The Alexander Group also benchmarked pay levels, rates and quota achievements by role against industry peers. The carrier’s commission rates were low versus the industry average, but book sizes were far above benchmark. As a result, top sellers were earning industry-leading rates of pay, and the carrier overall enjoyed high sales force retention rates and quota achievement. Book-based commission, however, also allowed for a large disparity in upside potential because of the variety of territory sizes across representatives.

The complexity of plan design and the variance in territory sizes resulted in a weak pay-for-performance culture with little to no correlation between seller performance and sales compensation. AGI recommended the carrier adopt a sales compensation plan with fewer mechanics and clearer measures to simplify incentives and smooth out pay-forperformance.

Benefit:
The Alexander Group designed a two-year roadmap to transition the carrier from a bonus-oriented, commission-based structure to a goal-oriented, point-based plan. The plan maintained geographical flexibility and strong upside potential. Additionally, instead of juggling monthly and annual goals, sales representatives would be able to focus on contributing to their aggregate annual goal each month.

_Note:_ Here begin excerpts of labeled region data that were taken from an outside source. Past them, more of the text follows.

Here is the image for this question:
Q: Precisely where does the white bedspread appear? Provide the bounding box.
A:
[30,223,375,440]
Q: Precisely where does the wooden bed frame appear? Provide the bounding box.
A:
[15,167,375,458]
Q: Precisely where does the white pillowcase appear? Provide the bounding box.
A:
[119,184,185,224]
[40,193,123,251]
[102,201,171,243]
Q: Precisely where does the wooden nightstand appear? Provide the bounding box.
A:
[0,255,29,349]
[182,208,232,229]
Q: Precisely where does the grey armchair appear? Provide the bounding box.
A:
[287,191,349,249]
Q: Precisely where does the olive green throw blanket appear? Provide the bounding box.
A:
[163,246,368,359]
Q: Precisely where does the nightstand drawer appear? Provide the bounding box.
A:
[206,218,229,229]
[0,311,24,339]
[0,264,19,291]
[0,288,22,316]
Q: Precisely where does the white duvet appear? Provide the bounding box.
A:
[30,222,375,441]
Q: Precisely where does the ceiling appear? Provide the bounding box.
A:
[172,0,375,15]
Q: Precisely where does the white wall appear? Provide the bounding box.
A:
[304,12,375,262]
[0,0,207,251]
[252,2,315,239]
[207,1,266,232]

The carrier implemented AGI’s roadmap for the following fiscal year. They began by applying a standardized approach to drive consistency across markets in the short-term, before fully adopting the points-based system in the subsequent fiscal year. The AGI analysis to compare pay practices to peers informed sales leaders on how to change incentives to clarify and simplify sales compensation, and better drive cross-selling behavior.